How to make kombucha

How to make kombucha

Before you dismiss kombucha as a weird fizzy drink for the health bunnies of the world, hear us out. Not only is it great for your gut, but it’s super easy to make at home too. We’re breaking down everything you need to know.

What is kombucha?

In short, it’s fermented sweet tea. It’s fizzy, sweet and tangy all in one go, and it’s easy to customise with flavours of your choosing. Aside from its refreshing, thirst-quenching qualities, kombucha is hailed as being great for gut and intestinal health, owing to its high level of probiotics. If you’ve upped your intake of kimchi, whole yoghurt and proper fermented sourdough, kombucha is the next piece of the good bacteria puzzle.
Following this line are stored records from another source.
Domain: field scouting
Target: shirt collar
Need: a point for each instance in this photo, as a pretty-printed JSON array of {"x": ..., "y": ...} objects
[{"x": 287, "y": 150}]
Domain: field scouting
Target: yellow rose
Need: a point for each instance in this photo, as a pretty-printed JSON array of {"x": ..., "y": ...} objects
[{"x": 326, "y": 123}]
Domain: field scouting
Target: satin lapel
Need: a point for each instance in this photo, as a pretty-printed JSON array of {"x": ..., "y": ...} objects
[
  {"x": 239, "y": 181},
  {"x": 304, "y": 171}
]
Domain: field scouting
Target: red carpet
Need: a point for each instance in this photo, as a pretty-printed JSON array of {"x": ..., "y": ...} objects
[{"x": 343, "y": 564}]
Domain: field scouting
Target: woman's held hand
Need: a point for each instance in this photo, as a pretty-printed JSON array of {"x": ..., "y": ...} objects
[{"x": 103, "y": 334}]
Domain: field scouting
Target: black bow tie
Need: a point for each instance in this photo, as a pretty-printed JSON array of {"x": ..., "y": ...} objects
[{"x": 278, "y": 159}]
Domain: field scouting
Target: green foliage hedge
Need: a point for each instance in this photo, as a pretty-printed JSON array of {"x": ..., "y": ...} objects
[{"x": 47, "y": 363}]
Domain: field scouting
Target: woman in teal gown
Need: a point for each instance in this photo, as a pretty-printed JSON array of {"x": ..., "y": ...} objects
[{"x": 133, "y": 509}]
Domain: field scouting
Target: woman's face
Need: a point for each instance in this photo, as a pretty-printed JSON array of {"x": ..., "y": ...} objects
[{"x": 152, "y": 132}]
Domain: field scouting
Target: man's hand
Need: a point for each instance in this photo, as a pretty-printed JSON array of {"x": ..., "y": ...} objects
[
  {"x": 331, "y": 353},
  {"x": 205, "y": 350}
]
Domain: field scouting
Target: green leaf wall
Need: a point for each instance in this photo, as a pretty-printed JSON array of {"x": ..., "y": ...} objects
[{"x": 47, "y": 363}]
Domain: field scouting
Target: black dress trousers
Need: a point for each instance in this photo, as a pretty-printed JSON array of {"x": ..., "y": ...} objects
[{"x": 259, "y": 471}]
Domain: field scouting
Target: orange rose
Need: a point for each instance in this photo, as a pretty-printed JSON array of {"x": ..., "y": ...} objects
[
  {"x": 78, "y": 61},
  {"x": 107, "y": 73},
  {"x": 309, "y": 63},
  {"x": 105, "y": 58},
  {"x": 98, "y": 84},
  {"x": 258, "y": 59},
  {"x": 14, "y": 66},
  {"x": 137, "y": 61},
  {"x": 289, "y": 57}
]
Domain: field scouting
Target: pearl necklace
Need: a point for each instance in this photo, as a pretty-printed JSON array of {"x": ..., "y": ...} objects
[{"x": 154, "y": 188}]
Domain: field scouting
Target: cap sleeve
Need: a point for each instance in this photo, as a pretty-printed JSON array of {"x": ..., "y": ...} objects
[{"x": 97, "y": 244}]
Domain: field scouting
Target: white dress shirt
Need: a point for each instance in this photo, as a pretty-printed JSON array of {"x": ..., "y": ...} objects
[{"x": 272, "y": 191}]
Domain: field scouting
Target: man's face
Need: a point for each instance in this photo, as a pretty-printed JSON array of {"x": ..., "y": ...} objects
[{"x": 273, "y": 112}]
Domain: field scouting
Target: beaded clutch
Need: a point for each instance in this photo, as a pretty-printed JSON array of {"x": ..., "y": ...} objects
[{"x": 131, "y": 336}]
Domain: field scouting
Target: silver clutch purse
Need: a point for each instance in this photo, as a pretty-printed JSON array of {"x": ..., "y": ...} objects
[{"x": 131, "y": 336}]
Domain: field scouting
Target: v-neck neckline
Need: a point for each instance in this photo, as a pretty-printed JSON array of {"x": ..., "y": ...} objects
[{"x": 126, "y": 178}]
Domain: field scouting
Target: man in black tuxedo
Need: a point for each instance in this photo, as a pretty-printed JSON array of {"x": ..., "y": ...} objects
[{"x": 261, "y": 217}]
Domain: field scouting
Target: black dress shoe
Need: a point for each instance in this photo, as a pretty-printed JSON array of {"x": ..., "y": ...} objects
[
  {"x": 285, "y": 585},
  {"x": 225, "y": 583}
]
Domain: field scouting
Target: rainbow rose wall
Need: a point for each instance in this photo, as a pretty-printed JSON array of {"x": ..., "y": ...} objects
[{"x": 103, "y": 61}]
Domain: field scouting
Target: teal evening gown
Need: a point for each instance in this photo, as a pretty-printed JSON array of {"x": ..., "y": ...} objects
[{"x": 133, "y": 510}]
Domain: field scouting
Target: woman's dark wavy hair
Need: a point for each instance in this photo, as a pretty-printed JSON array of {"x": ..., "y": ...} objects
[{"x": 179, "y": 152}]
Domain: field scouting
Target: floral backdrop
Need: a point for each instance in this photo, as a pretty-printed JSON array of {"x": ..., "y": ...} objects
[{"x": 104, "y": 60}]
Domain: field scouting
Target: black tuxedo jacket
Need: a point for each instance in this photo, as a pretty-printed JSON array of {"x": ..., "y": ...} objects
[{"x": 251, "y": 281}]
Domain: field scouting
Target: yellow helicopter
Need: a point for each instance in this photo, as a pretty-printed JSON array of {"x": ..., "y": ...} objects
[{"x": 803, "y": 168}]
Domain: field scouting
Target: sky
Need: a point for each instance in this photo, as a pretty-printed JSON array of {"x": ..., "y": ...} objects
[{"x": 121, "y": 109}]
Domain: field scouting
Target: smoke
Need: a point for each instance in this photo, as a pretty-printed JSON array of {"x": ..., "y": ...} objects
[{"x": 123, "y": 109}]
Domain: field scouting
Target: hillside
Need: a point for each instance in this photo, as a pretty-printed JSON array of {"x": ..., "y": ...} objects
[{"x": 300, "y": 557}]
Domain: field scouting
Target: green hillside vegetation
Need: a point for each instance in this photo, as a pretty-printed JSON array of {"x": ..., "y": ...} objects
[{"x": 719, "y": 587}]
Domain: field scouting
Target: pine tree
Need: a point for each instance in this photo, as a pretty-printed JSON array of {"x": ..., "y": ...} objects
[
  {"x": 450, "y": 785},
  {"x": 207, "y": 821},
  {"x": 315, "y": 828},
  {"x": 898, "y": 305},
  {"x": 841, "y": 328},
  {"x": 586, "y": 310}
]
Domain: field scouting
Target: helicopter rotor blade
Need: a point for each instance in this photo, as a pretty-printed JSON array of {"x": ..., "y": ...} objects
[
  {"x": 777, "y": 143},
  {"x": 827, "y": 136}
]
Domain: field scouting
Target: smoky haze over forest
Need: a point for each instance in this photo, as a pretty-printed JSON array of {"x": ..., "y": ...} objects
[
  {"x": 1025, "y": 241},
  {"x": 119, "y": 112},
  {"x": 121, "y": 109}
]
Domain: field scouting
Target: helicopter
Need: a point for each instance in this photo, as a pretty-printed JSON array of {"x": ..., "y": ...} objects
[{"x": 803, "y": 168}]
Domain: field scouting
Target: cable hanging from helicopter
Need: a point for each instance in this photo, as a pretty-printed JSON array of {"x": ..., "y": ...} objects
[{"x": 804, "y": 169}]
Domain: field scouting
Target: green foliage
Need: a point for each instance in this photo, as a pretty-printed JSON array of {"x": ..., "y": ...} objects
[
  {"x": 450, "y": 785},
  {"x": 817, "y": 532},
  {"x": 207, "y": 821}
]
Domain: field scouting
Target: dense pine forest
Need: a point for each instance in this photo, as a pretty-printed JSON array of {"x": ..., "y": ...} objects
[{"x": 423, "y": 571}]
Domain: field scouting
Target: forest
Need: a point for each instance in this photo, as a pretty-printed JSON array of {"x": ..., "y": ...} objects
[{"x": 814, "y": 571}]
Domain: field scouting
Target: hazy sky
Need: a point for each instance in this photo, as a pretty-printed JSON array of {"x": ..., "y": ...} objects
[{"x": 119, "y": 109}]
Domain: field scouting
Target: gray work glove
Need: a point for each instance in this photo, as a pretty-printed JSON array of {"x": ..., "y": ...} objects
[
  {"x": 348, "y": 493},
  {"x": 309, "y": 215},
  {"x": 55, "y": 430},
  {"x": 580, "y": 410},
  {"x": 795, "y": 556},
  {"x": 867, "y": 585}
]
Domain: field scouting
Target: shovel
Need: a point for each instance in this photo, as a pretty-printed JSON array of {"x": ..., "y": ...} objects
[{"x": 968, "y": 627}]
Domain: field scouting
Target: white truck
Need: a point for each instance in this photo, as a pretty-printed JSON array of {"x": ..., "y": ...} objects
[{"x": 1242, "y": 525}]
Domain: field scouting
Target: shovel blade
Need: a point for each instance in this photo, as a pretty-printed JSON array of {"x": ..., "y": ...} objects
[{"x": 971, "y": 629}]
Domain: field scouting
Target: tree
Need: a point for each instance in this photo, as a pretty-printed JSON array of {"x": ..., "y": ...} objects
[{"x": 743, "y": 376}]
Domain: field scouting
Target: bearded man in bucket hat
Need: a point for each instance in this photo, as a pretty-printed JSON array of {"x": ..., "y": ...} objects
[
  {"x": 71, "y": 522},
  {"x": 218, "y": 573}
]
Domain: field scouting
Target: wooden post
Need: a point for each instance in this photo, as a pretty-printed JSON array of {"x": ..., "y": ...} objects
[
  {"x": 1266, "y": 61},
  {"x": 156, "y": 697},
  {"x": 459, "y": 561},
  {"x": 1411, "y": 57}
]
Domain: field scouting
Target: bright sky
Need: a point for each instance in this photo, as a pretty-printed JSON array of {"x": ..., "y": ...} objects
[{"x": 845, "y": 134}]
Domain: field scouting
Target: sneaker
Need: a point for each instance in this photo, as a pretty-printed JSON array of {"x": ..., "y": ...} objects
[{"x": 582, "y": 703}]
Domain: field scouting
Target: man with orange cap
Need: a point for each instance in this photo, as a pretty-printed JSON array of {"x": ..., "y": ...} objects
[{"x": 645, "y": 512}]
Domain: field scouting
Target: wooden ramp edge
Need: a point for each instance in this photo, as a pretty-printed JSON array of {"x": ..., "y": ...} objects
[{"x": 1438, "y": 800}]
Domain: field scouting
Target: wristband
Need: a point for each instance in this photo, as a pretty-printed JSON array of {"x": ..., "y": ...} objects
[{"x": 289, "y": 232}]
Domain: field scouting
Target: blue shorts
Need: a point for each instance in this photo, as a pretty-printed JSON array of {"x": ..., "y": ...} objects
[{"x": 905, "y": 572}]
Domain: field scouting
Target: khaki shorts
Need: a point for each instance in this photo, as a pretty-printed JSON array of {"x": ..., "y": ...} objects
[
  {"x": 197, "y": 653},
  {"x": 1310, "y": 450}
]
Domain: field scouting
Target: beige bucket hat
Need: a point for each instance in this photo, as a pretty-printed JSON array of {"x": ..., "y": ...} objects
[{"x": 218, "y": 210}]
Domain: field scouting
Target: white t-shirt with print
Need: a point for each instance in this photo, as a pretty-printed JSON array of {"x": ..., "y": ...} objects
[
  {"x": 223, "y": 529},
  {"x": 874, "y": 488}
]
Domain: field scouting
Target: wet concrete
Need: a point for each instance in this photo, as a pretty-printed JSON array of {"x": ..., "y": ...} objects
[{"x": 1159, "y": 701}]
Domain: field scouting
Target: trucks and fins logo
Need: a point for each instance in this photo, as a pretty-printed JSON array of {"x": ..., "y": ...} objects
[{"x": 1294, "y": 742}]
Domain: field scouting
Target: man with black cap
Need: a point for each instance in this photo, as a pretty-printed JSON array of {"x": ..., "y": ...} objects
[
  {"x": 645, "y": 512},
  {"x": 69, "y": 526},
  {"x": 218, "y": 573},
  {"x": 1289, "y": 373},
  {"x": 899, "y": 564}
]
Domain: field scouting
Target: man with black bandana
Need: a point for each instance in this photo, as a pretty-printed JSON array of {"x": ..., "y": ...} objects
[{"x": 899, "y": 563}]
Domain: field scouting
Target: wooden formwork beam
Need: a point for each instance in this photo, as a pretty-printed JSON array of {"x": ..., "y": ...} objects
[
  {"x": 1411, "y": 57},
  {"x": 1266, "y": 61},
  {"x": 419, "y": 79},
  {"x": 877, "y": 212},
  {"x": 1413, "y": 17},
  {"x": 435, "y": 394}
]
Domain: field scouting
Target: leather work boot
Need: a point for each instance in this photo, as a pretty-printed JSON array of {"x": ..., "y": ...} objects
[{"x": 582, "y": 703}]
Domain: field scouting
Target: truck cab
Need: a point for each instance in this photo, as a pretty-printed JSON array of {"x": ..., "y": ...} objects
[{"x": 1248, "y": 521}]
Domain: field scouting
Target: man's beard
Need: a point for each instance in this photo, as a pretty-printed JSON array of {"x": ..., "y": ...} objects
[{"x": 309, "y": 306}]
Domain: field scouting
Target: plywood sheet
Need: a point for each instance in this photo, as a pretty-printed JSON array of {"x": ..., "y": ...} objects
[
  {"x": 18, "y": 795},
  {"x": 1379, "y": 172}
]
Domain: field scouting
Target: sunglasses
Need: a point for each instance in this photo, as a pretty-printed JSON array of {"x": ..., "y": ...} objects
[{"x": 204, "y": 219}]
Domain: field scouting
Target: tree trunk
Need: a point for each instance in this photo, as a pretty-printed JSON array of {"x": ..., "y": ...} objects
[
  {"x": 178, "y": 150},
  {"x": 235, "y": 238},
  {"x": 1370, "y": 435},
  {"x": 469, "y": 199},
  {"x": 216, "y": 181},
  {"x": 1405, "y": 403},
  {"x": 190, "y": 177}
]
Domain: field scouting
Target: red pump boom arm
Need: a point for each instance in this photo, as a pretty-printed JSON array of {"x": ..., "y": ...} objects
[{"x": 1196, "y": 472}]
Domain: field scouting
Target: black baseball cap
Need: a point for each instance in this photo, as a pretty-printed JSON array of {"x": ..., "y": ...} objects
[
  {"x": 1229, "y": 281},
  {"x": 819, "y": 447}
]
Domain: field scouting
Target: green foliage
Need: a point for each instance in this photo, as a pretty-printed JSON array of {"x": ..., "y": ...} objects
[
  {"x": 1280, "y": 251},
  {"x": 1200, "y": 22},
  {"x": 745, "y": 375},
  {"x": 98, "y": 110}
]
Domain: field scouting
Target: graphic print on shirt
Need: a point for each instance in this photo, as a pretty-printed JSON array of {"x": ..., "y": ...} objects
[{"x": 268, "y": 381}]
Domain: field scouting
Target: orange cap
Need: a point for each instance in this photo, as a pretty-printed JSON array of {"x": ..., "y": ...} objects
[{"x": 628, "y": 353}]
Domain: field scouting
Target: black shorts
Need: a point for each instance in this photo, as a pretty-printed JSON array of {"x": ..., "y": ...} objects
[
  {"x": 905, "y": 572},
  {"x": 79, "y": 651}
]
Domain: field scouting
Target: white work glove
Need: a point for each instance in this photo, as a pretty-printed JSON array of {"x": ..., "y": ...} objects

How does the process work?

If you’ve made your own sourdough, the process of making kombucha won’t seem so foreign as the same fermentation process is applied here. You start by adding a mother culture called a SCOBY (symbiotic culture of bacteria and yeast) and some starter liquid (a small amount of kombucha) to sweetened black tea. Don’t be grossed out, if you’ve ever noticed fine wispy strands in vinegar before, that is basically a SCOBY (or a mother) too. You can pick up a SCOBY kit from any health food store or ask around – if your friends have made their own ‘buch, they’ll be able to give you some of their SCOBY.

The scoby – a layered, rubbery- looking disc – feeds on the sugar and tannins in the tea, causing it to ferment and develop its characteristic apple-cider vinegary, catch-at-the-back-of-your-throat tang. The drink then undergoes secondary fermentation, becoming more effervescent.

In terms of the tea used, you can theoretically use any tea you like, but black tea reportedly has the SCOBY’s preferred nutrients. If you like, you can infuse kombucha with herbal teas at a later stage.

Important things to note:

  • Keep your SCOBY healthy and all your equipment clean by washing everything out with plain vinegar and boiling water.
  • If you notice any black mould or spots, discard everything and start again with a new SCOBY and well-sterilised equipment.
  • The sky is the limit with flavour combinations. Try adding flavoured teas, fresh fruit and herbs and spices, such as fresh ginger.


  1. Start by ensuring your jar and any mixing spoon you'll be using are clean and sterilised. This is important to ensure that no bad bacteria grow in your kombucha. The easiest way to do this is to rinse with vinegar, followed by boiling water.

    Step 1

  2. To make 2 litres of kombucha, start by bringing 500 ml water to the boil in a small saucepan. Turn off the heat and add 2 black teabags and 100g sugar. Stir everything together to dissolve the sugar and then leave to brew for 5 - 10 minutes. Once brewed, remove the teabags from the solution and pour into a large jar.

    Step 2

  3. To the brewed tea, add 1.5 litres of cold water. This is a clever way of ensuring you don't burn the SCOBY. Then, add the SCOBY and the starter liquid it's been sitting, which should roughly measure out 200 ml. There should be about 5 cm left at the top of the jar to allow for fermentation.

    Step 3

  4. Cover the jar with a freshly laundered cloth and an elastic band to prevent dust, flies and any mould getting in. Alternatively, you can balance the lid on top. Don't seal it tightly – the SCOBY needs to breathe. Label the jar with the date and the mix of tea used.

    Step 4

  5. Leave out on the kitchen counter to ferment for 7- 10 days at room temperature.

    Step 5

  6. After about a week, you should be able to start tasting it and checking the flavour. It should be fizzy and acidic at this stage, but if you want it even more so, leave it for another two days or so. When you're happy with the base flavour, you're ready to start the secondary fermentation if you'd like to add more flavours.

    Step 6

  7. Carefully, with clean hands, remove the SCOBY from the kombucha, and store in another jar in extra liquid until ready to make a new batch.

    Step 7

  8. If you're adding more flavour to your kombucha, either add the chosen ingredients into the jar and leave to ferment for another day or two. Or, decant the kombucha into smaller jars or bottles, if you'd like to do a mix. When you're happy with the flavour, place the kombucha in the fridge until ready to drink.